Od samego początku udział TV Puls w konkursie o wolne nadajniki kwestionowała TVN. Grupa podkreśla bowiem, że o nowe nadajniki naziemne mogą starać się tylko nadawcy posiadający koncesję na nadawanie programu o charakterze uniwersalnym. Tymczasem - zdaniem TVN - TV Puls ma jedynie koncesję na program wyspecjalizowany (mimo, iż w styczniu 2007 KRRiT zmieniła koncesję Pulsu z wyspecjalizowanej o społeczno-religijnym charakterze na uniwersalną).
Grupa TVN zaskarżyła decyzję KRRiT o zmianie koncesji Pulsu i zwróciła się do Prokuratora Generalnego o jej unieważnienie. Według TVN, zmiana koncesji odbyła się z "rażącym naruszeniem prawa". Przewodniczący KRRiT Witold Kołodziejski podkreślał w przeszłości w rozmowie z PAP, że Rada nie widzi żadnych podstaw, by podważać decyzje o koncesji uniwersalnej dla Pulsu. "Zarzuty TVN traktujemy jako element walki z konkurencją. Trudno nam się inaczej do tego odnieść" - podkreślał wówczas Kołodziejski.

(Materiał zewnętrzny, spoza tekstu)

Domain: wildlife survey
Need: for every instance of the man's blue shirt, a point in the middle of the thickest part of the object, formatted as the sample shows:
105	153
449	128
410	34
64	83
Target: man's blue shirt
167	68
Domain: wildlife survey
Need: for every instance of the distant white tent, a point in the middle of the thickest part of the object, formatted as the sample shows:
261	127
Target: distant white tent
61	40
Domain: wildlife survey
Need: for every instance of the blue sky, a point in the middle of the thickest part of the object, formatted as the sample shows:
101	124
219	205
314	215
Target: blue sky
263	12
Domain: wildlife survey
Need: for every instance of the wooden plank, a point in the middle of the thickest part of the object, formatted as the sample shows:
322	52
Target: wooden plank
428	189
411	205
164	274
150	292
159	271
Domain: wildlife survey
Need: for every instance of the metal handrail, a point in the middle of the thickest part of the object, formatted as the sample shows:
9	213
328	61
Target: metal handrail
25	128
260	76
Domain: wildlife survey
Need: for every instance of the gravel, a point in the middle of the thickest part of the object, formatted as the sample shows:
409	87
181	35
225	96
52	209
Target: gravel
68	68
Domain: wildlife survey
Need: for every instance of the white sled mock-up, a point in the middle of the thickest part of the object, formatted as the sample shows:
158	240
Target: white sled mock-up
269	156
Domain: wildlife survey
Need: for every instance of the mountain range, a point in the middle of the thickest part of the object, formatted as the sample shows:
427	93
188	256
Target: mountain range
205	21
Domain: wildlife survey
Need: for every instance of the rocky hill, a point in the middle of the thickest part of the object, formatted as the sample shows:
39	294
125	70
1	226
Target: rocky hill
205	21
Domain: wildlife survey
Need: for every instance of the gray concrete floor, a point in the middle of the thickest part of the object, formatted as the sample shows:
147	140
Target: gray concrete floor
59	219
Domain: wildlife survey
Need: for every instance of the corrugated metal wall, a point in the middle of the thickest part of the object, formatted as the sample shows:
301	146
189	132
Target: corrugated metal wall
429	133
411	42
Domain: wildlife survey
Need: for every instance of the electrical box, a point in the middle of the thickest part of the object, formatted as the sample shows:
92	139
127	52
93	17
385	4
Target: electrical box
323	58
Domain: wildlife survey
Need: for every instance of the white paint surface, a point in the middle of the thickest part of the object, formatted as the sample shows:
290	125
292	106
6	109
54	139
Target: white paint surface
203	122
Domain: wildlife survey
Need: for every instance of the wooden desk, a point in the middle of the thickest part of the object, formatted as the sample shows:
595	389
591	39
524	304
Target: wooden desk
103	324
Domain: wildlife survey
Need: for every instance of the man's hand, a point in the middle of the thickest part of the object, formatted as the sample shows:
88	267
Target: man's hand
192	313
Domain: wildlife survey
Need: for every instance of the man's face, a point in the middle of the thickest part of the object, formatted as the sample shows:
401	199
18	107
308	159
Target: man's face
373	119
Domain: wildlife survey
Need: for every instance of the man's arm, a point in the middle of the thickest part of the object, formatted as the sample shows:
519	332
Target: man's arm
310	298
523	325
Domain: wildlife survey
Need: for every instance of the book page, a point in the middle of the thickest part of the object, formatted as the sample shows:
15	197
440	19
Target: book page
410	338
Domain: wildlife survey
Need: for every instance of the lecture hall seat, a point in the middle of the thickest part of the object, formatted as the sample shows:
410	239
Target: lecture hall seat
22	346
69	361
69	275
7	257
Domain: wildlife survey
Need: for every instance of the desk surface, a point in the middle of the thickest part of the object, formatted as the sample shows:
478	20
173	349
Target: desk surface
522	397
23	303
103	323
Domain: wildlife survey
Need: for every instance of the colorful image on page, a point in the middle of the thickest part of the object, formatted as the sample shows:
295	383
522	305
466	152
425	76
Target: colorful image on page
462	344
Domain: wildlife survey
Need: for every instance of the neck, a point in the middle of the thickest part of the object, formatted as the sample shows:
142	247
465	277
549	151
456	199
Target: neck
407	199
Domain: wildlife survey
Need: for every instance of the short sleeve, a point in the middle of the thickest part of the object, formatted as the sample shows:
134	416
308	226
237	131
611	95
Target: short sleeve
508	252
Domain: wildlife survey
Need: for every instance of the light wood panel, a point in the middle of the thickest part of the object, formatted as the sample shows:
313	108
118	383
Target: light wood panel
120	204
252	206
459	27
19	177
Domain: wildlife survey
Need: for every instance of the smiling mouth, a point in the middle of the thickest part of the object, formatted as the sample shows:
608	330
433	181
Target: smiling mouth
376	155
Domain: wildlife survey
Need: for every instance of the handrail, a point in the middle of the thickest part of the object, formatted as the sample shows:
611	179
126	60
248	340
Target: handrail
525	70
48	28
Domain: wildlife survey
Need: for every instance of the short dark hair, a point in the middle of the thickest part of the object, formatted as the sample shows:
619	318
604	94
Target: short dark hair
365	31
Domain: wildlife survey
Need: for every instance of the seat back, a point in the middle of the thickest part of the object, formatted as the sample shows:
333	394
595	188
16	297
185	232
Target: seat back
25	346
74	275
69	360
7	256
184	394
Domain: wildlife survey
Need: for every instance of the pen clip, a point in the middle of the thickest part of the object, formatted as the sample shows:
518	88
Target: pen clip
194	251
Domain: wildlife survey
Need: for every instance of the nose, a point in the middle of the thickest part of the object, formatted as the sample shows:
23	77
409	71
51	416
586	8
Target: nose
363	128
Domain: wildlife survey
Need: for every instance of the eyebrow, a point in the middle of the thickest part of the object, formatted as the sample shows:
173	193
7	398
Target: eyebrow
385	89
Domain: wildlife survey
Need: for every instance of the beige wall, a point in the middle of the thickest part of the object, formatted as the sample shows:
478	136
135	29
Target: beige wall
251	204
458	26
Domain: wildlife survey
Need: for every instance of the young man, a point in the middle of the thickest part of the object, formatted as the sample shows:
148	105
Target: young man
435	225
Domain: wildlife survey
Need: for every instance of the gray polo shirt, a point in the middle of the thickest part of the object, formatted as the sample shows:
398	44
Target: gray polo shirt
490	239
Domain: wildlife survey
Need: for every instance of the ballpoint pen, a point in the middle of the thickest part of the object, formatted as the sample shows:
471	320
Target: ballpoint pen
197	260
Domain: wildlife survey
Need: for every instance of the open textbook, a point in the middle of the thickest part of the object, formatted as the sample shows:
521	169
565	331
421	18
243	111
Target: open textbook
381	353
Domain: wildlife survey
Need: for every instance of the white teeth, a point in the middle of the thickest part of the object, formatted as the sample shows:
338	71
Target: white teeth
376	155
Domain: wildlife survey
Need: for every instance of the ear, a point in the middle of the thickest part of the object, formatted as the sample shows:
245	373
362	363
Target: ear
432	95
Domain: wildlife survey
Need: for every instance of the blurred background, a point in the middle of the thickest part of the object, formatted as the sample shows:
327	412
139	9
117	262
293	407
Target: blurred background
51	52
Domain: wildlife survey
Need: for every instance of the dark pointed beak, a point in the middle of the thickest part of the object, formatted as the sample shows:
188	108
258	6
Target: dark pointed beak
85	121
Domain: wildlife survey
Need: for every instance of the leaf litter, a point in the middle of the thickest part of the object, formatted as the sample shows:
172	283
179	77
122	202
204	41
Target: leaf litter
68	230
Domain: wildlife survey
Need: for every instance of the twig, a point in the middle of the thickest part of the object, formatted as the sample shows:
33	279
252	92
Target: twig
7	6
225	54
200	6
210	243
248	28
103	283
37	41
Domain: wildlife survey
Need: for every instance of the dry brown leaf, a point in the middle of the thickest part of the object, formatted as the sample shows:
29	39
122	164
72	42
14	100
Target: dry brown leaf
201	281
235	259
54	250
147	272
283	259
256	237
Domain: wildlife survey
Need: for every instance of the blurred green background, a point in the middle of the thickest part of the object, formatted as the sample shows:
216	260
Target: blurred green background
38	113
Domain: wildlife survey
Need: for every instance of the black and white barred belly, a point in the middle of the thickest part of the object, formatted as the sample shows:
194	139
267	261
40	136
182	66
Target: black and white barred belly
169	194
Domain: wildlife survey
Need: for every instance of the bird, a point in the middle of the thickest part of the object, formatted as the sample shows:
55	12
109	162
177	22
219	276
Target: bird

TVN nie podjął jeszcze decyzji, czy odwoła się od wyroku. "Musimy poczekać na pisemne uzasadnienie. W ustnym uzasadnieniu wyroku sąd przyznał jednak, że nie badał merytorycznie podstawy naszej skargi, czyli decyzji o zmianie koncesji dla TV Puls - z wyspecjalizowanej na uniwersalną - którą KRRiT podjęła bez przewidzianego prawem konkursu" - powiedział rzecznik stacji Karol Smoląg.
"Nasz argument, że TV Puls nie miała prawa startować w konkursie o nowe częstotliwości ciągle zatem pozostaje w mocy. Sąd go nie zweryfikował" - dodał.